The Red Pony
"He needs a good currying," his father said, "and if I ever hear of you not feeding him or leaving his stall dirty, I'll sell him off in a minute." (1.37)
The pony's eyes glittered, and he edged around into kicking position. But Jody touched him on the shoulder and rubbed his high arched neck as he had always seen Billy Buck do, and he crooned, "So-o-o, boy," in a deep voice. The pony gradually relaxed his tenseness.
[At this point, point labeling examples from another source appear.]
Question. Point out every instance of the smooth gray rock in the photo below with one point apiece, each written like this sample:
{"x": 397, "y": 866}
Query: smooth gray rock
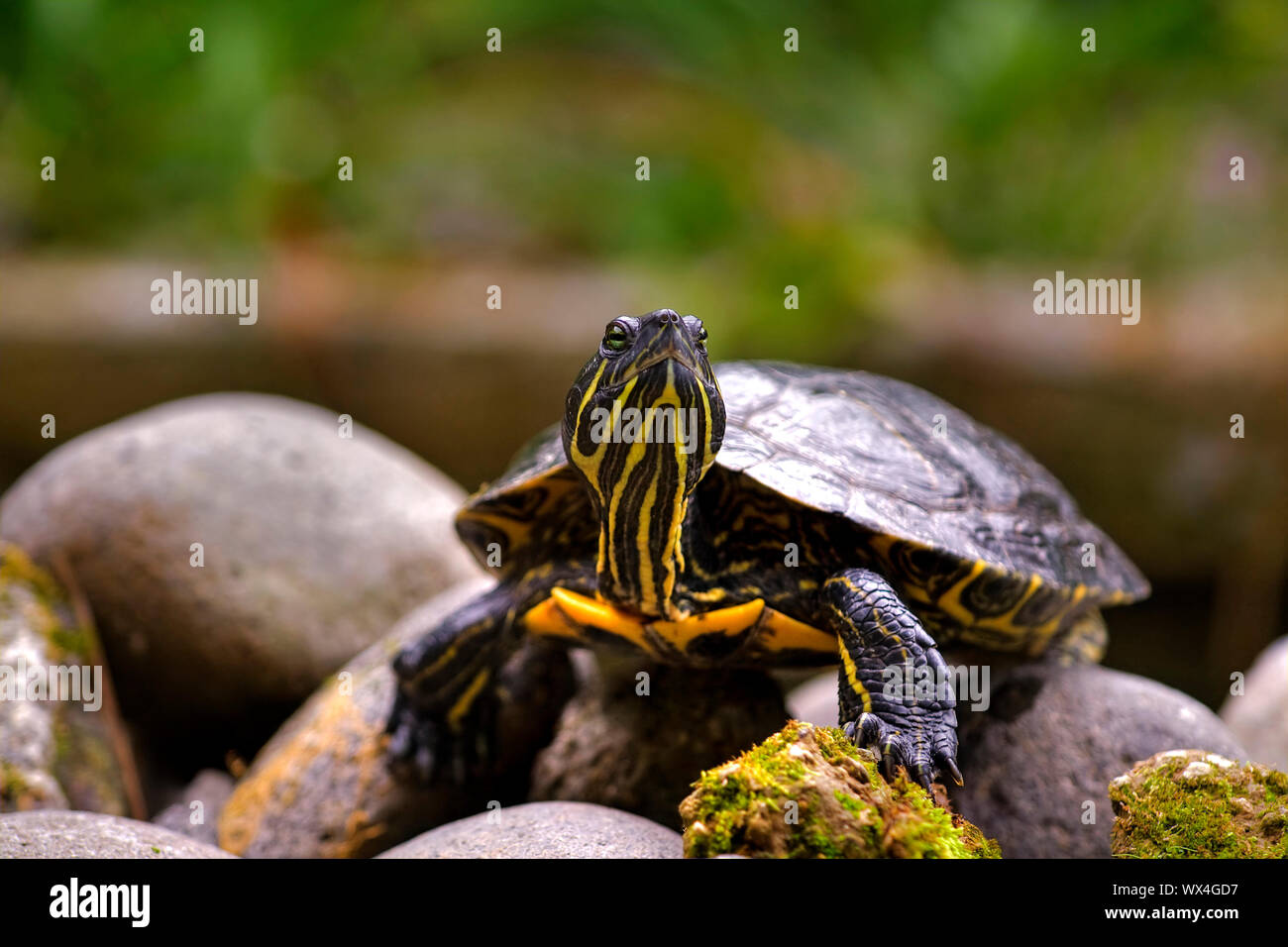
{"x": 545, "y": 830}
{"x": 1051, "y": 741}
{"x": 51, "y": 834}
{"x": 313, "y": 544}
{"x": 640, "y": 753}
{"x": 210, "y": 788}
{"x": 1258, "y": 716}
{"x": 322, "y": 788}
{"x": 55, "y": 751}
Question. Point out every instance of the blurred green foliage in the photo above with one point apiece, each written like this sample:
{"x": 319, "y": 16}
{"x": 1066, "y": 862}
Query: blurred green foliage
{"x": 767, "y": 167}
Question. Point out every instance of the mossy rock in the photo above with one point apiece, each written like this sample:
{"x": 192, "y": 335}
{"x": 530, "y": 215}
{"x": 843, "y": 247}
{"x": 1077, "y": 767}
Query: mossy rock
{"x": 54, "y": 754}
{"x": 809, "y": 792}
{"x": 1197, "y": 804}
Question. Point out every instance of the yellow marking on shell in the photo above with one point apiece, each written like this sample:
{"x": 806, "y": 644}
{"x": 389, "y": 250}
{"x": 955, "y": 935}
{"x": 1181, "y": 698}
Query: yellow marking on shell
{"x": 729, "y": 621}
{"x": 951, "y": 602}
{"x": 1006, "y": 621}
{"x": 566, "y": 613}
{"x": 463, "y": 703}
{"x": 851, "y": 676}
{"x": 1042, "y": 633}
{"x": 789, "y": 634}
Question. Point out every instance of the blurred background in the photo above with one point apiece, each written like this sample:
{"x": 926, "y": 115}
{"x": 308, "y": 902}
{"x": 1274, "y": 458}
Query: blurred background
{"x": 768, "y": 169}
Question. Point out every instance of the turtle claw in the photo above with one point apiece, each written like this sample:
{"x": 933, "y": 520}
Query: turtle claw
{"x": 925, "y": 745}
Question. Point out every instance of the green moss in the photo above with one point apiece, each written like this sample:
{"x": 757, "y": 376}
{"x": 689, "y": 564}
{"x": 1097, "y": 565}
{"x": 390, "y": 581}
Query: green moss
{"x": 1228, "y": 812}
{"x": 12, "y": 784}
{"x": 17, "y": 567}
{"x": 809, "y": 792}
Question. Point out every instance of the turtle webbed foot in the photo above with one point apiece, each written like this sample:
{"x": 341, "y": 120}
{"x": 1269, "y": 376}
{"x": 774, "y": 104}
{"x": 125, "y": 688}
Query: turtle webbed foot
{"x": 923, "y": 742}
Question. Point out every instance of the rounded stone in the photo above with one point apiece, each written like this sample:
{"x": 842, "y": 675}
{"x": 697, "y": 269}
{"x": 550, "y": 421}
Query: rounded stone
{"x": 1258, "y": 716}
{"x": 210, "y": 788}
{"x": 312, "y": 544}
{"x": 323, "y": 787}
{"x": 1037, "y": 762}
{"x": 636, "y": 735}
{"x": 545, "y": 830}
{"x": 50, "y": 834}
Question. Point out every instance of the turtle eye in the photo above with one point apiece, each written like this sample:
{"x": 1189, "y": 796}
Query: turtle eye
{"x": 616, "y": 339}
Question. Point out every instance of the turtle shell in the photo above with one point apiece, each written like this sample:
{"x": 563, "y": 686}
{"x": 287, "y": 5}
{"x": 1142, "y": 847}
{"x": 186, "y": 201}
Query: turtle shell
{"x": 883, "y": 454}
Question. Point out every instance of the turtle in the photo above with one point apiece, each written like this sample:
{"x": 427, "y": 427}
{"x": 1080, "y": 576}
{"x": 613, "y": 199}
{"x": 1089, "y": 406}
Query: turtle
{"x": 763, "y": 514}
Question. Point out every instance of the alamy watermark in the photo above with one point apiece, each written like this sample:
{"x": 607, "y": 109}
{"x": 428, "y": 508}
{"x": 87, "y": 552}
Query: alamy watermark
{"x": 178, "y": 296}
{"x": 662, "y": 424}
{"x": 1077, "y": 296}
{"x": 73, "y": 684}
{"x": 913, "y": 684}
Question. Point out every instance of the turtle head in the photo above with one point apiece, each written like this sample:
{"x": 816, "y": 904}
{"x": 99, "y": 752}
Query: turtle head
{"x": 643, "y": 424}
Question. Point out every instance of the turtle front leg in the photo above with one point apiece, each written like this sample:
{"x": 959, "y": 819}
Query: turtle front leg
{"x": 888, "y": 701}
{"x": 443, "y": 716}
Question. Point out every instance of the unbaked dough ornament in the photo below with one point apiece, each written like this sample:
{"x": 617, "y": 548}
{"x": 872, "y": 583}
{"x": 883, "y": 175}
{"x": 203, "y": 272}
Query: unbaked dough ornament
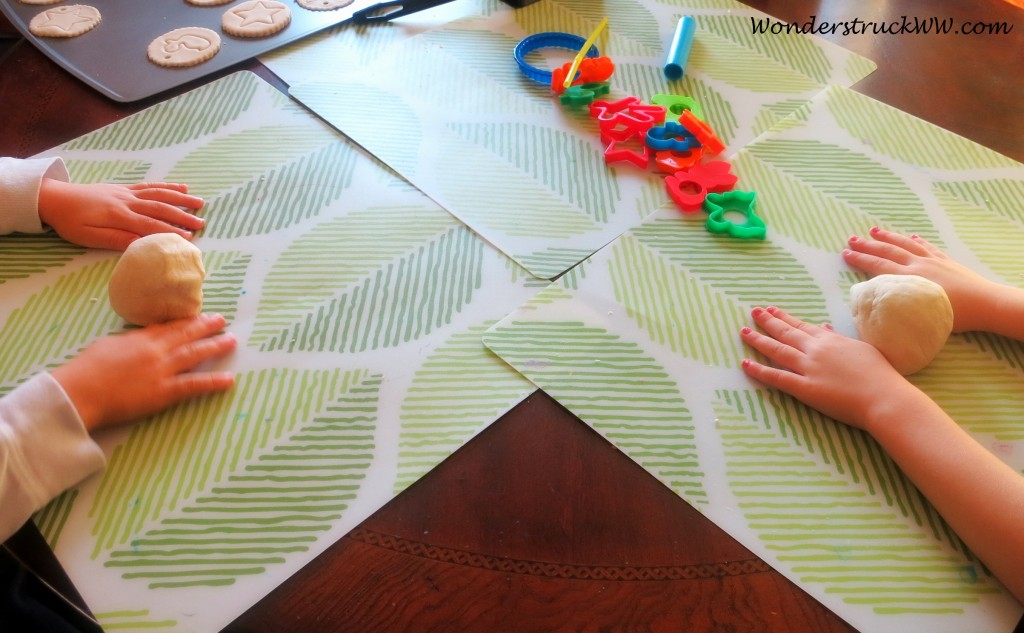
{"x": 159, "y": 278}
{"x": 907, "y": 318}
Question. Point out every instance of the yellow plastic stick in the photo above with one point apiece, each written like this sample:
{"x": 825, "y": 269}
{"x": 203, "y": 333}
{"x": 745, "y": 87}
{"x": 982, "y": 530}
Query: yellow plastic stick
{"x": 583, "y": 52}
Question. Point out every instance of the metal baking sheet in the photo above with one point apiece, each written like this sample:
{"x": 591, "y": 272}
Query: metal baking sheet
{"x": 112, "y": 56}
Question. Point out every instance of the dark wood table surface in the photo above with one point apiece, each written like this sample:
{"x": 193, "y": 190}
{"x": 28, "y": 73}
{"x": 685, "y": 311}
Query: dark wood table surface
{"x": 539, "y": 523}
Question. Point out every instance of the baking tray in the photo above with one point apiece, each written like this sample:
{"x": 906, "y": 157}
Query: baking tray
{"x": 112, "y": 56}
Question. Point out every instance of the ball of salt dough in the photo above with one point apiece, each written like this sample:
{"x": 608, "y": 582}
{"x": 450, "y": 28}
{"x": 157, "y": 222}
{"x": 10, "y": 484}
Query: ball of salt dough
{"x": 905, "y": 317}
{"x": 159, "y": 278}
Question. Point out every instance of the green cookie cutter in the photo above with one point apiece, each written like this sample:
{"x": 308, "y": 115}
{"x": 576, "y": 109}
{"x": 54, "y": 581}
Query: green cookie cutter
{"x": 718, "y": 205}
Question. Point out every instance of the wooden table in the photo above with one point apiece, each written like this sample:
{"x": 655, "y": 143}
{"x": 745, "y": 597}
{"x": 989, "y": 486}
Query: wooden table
{"x": 539, "y": 523}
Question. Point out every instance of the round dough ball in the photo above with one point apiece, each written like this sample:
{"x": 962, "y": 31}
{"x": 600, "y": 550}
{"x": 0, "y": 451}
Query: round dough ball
{"x": 159, "y": 278}
{"x": 907, "y": 318}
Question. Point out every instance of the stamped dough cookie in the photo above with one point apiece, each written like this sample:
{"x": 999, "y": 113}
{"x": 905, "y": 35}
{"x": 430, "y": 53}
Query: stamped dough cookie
{"x": 323, "y": 5}
{"x": 183, "y": 47}
{"x": 256, "y": 18}
{"x": 70, "y": 20}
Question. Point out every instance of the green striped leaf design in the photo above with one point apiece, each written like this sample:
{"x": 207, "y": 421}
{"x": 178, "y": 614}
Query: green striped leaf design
{"x": 994, "y": 239}
{"x": 286, "y": 195}
{"x": 136, "y": 620}
{"x": 239, "y": 158}
{"x": 487, "y": 82}
{"x": 457, "y": 390}
{"x": 178, "y": 475}
{"x": 341, "y": 253}
{"x": 663, "y": 299}
{"x": 615, "y": 387}
{"x": 56, "y": 323}
{"x": 23, "y": 255}
{"x": 826, "y": 501}
{"x": 66, "y": 317}
{"x": 390, "y": 301}
{"x": 907, "y": 138}
{"x": 645, "y": 80}
{"x": 818, "y": 193}
{"x": 225, "y": 273}
{"x": 995, "y": 196}
{"x": 726, "y": 50}
{"x": 976, "y": 379}
{"x": 123, "y": 172}
{"x": 736, "y": 269}
{"x": 51, "y": 518}
{"x": 782, "y": 115}
{"x": 272, "y": 508}
{"x": 542, "y": 156}
{"x": 185, "y": 118}
{"x": 633, "y": 29}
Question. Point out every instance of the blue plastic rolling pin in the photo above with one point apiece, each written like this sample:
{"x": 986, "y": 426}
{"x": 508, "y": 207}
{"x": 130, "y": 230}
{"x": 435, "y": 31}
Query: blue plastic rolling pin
{"x": 680, "y": 48}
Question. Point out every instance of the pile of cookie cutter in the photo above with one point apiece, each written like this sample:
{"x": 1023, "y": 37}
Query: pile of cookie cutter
{"x": 671, "y": 129}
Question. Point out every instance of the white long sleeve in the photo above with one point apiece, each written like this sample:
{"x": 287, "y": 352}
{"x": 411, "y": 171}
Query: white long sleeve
{"x": 44, "y": 450}
{"x": 19, "y": 182}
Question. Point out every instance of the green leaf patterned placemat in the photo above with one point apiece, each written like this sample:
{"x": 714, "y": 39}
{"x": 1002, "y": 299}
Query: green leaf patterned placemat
{"x": 449, "y": 109}
{"x": 358, "y": 304}
{"x": 647, "y": 351}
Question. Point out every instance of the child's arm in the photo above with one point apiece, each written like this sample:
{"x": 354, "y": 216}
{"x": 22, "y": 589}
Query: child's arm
{"x": 37, "y": 192}
{"x": 121, "y": 378}
{"x": 978, "y": 495}
{"x": 979, "y": 303}
{"x": 113, "y": 216}
{"x": 45, "y": 423}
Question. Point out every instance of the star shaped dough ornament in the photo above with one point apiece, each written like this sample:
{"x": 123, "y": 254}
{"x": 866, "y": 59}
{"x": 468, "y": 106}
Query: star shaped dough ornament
{"x": 69, "y": 20}
{"x": 256, "y": 18}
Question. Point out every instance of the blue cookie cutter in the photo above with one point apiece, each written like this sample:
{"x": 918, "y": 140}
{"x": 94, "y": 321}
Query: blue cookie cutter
{"x": 547, "y": 40}
{"x": 672, "y": 136}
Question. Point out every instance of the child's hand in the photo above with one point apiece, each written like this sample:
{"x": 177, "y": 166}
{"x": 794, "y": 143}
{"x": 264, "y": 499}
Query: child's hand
{"x": 124, "y": 377}
{"x": 844, "y": 378}
{"x": 112, "y": 216}
{"x": 972, "y": 295}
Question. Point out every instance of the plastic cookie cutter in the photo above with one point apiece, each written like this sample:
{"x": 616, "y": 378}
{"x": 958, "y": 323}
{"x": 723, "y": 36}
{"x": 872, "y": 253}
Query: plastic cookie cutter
{"x": 584, "y": 94}
{"x": 614, "y": 154}
{"x": 625, "y": 118}
{"x": 721, "y": 206}
{"x": 671, "y": 136}
{"x": 672, "y": 162}
{"x": 547, "y": 40}
{"x": 580, "y": 55}
{"x": 676, "y": 104}
{"x": 689, "y": 188}
{"x": 592, "y": 70}
{"x": 713, "y": 144}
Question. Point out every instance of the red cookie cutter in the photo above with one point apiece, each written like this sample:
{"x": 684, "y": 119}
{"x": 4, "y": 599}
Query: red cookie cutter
{"x": 713, "y": 144}
{"x": 688, "y": 188}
Jody curried and brushed until a pile of dead hair lay in the stall and until the pony's coat had taken on a deep red shine. Each time he finished he thought it might have been done better. He braided the mane into a dozen little pigtails, and he braided the forelock, and then he undid them and brushed the hair out straight again. (1.58)
Jody looked reproachfully at Billy Buck and Billy felt guilty.
"You said it wouldn't rain," Jody accused him.
Billy looked away. "It's hard to tell, this time of year," he said, but his excuse was lame. He had no right to be fallible, and he knew it.
"The pony got wet, got soaked through."
"Did you dry him off?"
"I rubbed him with a sack and I gave him hot grain."
Billy nodded in agreement.
"Do you think he'll take cold, Billy?"
"A little rain never hurt anything," Billy assured him. (1.104-1.112)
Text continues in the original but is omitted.